Marco Romano foi julgado pelo crime, mas foi punido apenas com 5 chibatadas, tendo recebido razão por parte do tribunal Corleone. Desde então, o meu pai me escondeu. Segundo ele, o Dom Romano pode vir atrás de mim, para finalizar a sua vingança. Durante as investigações eu fui dada como desaparecida pelo tribunal e por fim, eles concluíram, que eu morri também. Faz 22 anos.
- O legado Vitale morreu porque você insiste em não casar essa menina. - O meu avô rebateu, socando a mesa.
- Ela está morta para toda a Corleone. - Um arrepio subiu pelo meu corpo.
- Sem corpo, sem morte. Você pode pedir perdão de joelhos ao tribunal por esconder a sua filha, com o meu apoio, não deve sofrer represálias.
- Eu não vou colocar a Lara no mundo, para que um Romano qualquer a tome apenas para matá-la! - O meu pai levantou a voz. - Eu já perdi a mãe dela. - Benditos criadores da máfia, que inventaram essa regra de merd¢, onde a minha vida era discutida, e eu não podia participar.
A Teresa colocou um copo grande de chá gelado na minha frente, um sinal que dizia “estou aqui, você não está sozinha!”
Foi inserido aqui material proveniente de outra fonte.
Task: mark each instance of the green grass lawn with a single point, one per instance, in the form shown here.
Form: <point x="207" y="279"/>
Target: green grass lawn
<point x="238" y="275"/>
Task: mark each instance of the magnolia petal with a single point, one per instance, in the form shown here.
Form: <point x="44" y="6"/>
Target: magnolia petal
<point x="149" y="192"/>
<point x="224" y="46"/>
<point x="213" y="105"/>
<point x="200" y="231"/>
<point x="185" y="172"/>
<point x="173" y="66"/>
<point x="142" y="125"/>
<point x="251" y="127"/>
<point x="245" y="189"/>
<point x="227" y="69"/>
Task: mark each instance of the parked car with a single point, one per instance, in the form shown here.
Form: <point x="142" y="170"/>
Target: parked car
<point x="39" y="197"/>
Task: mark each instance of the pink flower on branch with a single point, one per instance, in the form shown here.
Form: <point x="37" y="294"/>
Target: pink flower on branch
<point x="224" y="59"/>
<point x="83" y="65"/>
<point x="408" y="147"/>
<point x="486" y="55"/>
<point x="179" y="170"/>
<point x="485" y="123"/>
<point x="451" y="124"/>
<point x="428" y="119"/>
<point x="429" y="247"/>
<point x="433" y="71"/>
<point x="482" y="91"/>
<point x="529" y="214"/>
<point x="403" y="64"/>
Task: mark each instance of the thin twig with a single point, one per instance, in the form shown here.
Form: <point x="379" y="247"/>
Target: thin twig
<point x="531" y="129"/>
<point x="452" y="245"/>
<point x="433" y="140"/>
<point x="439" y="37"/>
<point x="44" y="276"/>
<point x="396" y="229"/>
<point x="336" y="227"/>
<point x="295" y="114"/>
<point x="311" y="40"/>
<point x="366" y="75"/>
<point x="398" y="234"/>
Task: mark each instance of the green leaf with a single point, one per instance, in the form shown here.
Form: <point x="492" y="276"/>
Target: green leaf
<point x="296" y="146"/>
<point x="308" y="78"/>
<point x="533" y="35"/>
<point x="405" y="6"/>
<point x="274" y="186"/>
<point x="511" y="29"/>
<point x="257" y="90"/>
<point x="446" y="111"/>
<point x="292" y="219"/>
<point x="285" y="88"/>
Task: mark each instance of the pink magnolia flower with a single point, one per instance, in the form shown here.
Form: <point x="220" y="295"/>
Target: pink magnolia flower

Ela foi a mãe que eu nunca tive, mesmo não sendo a minha mãe. E eu gostava de acreditar que de onde a minha mãe estava ela aprovava a presença da Teresa. Tanto o que ela fazia por mim quanto pelo meu pai, mesmo que para ele fossem apenas favores carnais.
- Alessandro Belladona Junior, se você não providenciar um bom contrato de casamento para essa menina, eu farei isso. - O meu avô ficou de pé. - Ou vou mandá-la para o convento. A escolha é sua.
Senti os meus olhos arregalaram antes que eu pudesse controlar, e um súbito desespero tomou conta da minha existência. Convento? Não, não, não. Deus que me perdoe, mas eu preferia morrer nas mãos de um Romano.
- Se acostume com a ideia. - O meu pai ordenou, deixando claro que a escolha dele estava feita. Ele levantou e saiu, me deixando perplexa. Eu suspirei e a Teresa colocou a mão no meu ombro.
- Vou falar com ele. - Era exatamente o tipo de coisa que eu gostaria de ouvir da minha mãe.
- Ele não vai mudar de ideia. - Olhei para ela, sentindo os olhos arderem. - Eu preciso ir embora, Tete.
Ela suspirou, mas dessa vez, não discutiu. Eu já tinha dito aquilo em outros momentos, depois de uma punição ou humilhação, e ela sempre argumentou que eu deveria ficar. Só que dessa vez ela se calou, e consegui ver nos olhos dela que se eu quisesse fugir, ela não me impediria.